Here's a closeup of the switch in it's new location. The other wires are for outlets near the baseboard.
Thanks to them, I was able to feed through an existing hole in the top plate for the new switch location.
You
can't just snatch out an old door header. They're doubled 2 X 6s
for a reason. A header in a brick wall supports the masonry laid
over a doorway. A header in a frame wall supports the structure
above it as well -- in this case, the roof. This is a support
wall! I had to build a helper wall, a temporary support wall
before removing the door header.
It's pretty simple, really.
I just placed a 2" X 4" stud on the floor (the bottom plate), had
Linda hold a stud to the right of the new doorway while I held one to
the left of it. Then we wedged them in place with a hammer under
the horizontal stud on the ceiling (the top plate).

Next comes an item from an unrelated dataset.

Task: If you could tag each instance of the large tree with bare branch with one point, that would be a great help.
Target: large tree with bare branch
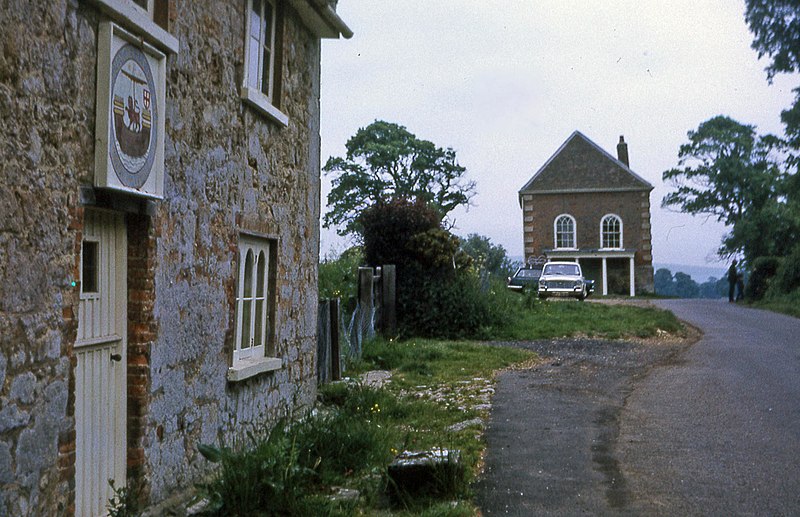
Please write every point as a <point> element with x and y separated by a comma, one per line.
<point>385,161</point>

After these
and the other 5 studs were in place (about one every 16 inches), I
tacked them in with 3 inch drywall screws to keep them from shifting
while I pounded out the old door header and studs. The view below
is from the dining room.
This
view is from the kitchen showing the old doorway about to be removed.
There's a gap between the old wall and the helper wall (or
support wall) of about 3 or 4 inches.
Same view, different angle. In this photo, the old header is still in place.
In
this photo, the old header has been removed. The old studs have
been removed. I doubled two, full-height studs on the left side
then added the third stud which is cut off for a header mount. I
was able to reuse lumber from the old wall.

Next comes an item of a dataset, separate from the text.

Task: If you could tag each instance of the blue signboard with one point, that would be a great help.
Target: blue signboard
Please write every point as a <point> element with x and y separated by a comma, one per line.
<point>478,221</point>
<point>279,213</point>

Here's the new header in place. I'll explain the triple studs on the left in a moment.
Notice
the small blocks over the header. These transfer weight from the
top plate which holds the full weight of the central beam supporting
the roof. This view is from the kitchen.
This
photo was taken from the dining room. All that remains is to
replace the paneled walls and patch and redo the floor. More on
that in the next photo.
With
the bottom plate removed, the subfloor is exposed. There's a gap
where the 5/8" plywood floor (the part beneath the floor covering) is
missing. I'll have to cut a piece to replace this.
I
wish I had had time to photograph this before I put the 2" X 4" block
in place. In the center of this photo you can see the splice in
the top plate. That's why the top plate is doubled. But
when the studs and door header were removed, it seemed to me there was
still too much stress on this splice. So I reinforced it by
driving three 3" drywall screws into the plate on either side of the
joint. Then I tripled the support studs at the door facing
opposite this splice.
I
couldn't resist taking this picture. It's showing the ceiling
where the helper wall was after it's been removed. It impressed
me that driving a helper wall in place the way I did caused no damage
whatever to the ceiling. I was grateful.